Electrical stimulation
Two kinds of electrical stimulation are generally available:
- functional electrical stimulation
- transcutaneous electrical nerve stimulation (TENS)
In functional electrical stimulation, an electrical current is used to produce a muscle contraction. This prevents muscles that have not been used for a while from withering and shrinking (atrophy). It also increases the range of muscle motion and strength, helps increase the voluntary function of a previously paralyzed muscle, and decreases muscle tone that is too great or spastic. For older adults who have severe weakness of the upper arms, functional electrical stimulation can help prevent a shoulder dislocation, which can lead to a "frozen" shoulder. Electrical stimulation has also been used to improve the strength of pelvic muscles in older women who suffer from certain forms of incontinence.

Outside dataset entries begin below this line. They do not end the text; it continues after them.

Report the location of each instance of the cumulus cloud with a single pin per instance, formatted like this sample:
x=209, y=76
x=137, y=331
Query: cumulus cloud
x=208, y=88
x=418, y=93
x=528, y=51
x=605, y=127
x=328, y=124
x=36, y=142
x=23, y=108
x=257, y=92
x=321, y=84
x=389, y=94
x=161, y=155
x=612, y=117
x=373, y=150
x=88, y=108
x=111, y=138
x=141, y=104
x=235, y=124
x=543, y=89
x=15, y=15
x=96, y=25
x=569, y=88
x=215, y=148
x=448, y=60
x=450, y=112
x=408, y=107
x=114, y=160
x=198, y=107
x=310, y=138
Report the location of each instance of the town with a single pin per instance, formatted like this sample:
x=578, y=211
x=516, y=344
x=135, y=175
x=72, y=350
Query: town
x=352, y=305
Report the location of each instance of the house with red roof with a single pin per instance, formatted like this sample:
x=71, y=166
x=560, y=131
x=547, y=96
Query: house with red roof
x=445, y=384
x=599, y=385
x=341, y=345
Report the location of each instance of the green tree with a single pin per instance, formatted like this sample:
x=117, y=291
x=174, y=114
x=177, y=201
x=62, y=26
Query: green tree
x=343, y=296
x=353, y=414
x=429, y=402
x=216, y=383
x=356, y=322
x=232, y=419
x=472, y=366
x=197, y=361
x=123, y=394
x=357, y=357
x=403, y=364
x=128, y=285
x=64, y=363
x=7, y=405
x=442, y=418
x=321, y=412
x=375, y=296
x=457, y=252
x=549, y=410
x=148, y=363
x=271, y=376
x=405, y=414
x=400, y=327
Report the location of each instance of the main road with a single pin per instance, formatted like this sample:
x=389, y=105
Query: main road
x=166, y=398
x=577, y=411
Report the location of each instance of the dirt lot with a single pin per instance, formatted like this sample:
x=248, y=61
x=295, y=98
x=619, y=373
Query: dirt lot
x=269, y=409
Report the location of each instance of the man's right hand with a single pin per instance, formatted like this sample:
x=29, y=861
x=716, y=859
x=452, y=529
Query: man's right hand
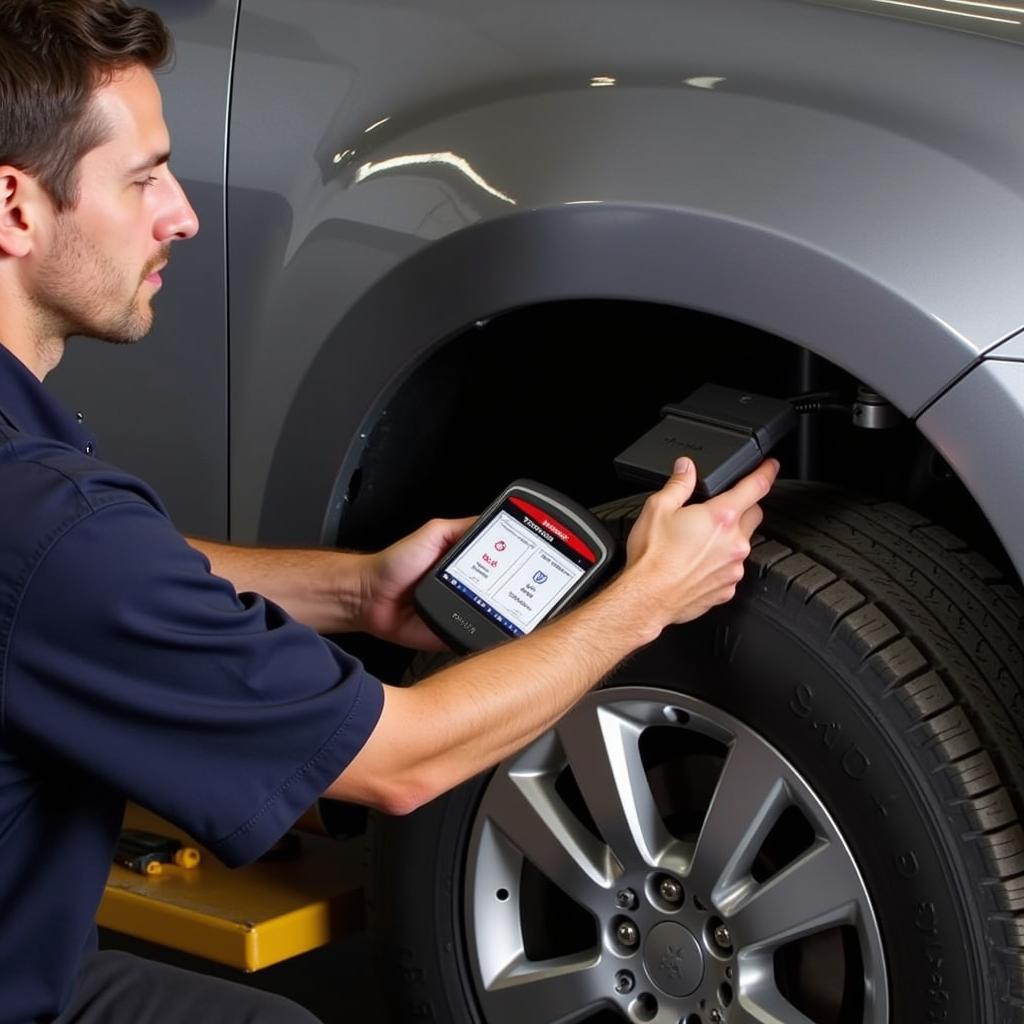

TENS involves the direct electrical stimulation of the spinal cord. It improves muscle strength and mass, and it may relieve pain. It has been used to treat pain associated with rheumatoid arthritis, poor circulation, and nerve diseases, possibly reducing the amount of pain medicine that is needed. TENS has also been used to treat older adults who have shingles (herpes zoster), to reduce muscle tone that is too great or spastic after a stroke, and to relieve the nerve pain sometimes associated with diabetes or poor circulation. While TENS is sometimes used for chronic low back pain, it has not been proved to work.
Thermal approaches
Various thermal approaches are used primarily to treat pain, reduce inflammation, and increase muscle tone. Heat can be applied either superficially with a hot pack, or more deeply using ultrasound or diathermy. Heat can help muscles relax, relieve pain, help with tissue healing, and prepare stiff joints and tight muscles for exercise. Hot packs can be applied to most body surfaces. They may reduce muscle spasm in older adults who have arthritis involving the neck, muscular low back pain, or muscle contractions. Baths of liquid paraffin are used most often to apply heat to the hands or feet and may be particularly helpful to reduce hand stiffness and pain in people who have arthritis.
Ultrasound is a deep-heating technique that can increase temperatures deep in the tissues. This can relieve joint tightness, loosen scar tissue, and reduce pain and muscle spasm. It has been used to treat bursitis, tendonitis, and low back pain.
Hydrotherapy in the form of a whirlpool or other pool therapy may also be helpful. It has been used to treat arthritis and joint injuries or replacements. It has also been used to relieve pain, support wound healing, and help with various neurologic disorders.
Cold treatments or cold packs are commonly used to treat sudden muscle or bone injuries. They can sometimes reduce pain and muscle spasms, especially those caused by brain injury.